Hızlı üretim – Seri tüketim: Mc Donalds, Las Vegas ve Çölün Mitosu
Lucky Luciano, Bugsy Siegel ve Frank Castello, Şikago’ya doğru gidiyorlardı. Issız büyük bir araziden geçerken Siegel, Luciano’dan arabayı durdurmasını istedi. Bugs arabadan iner ve yirmi metre ilerideki uçurumun kenarına gider. Orada işerken aşağıdaki ıssız bucaksız ovaya bakar. Büyülenmiş gibidir. Başını çevirip Luciano ve Castello’ya bakar.
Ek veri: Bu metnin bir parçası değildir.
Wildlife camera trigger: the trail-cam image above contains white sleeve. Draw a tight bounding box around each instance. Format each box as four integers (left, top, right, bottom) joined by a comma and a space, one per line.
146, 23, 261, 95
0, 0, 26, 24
Onlar arabada kendi aralarında konuşuyorlardır. Bugs Siegel çok heyecanlanmıştır gördüğü manzara karşısında. Ama hiçbir şey demez ve giderler. O ıssız çöl, bugün artık kumar cenneti olan Las Vegas’tır. Bugsy Siegel, ıssız bir çölden hayallerinin şehrini yaratmıştır. Bugs, Luciano ve Siegel bütün dünyalarını oraya taşıdılar. İçki kumar cenneti, bir çölden yaratılmıştı. Şikago artık, Dutch Shutz (Sarı Fare)’nindi. Çöl insanlara yeni umutlar vaat eden yapay bir cennetti artık.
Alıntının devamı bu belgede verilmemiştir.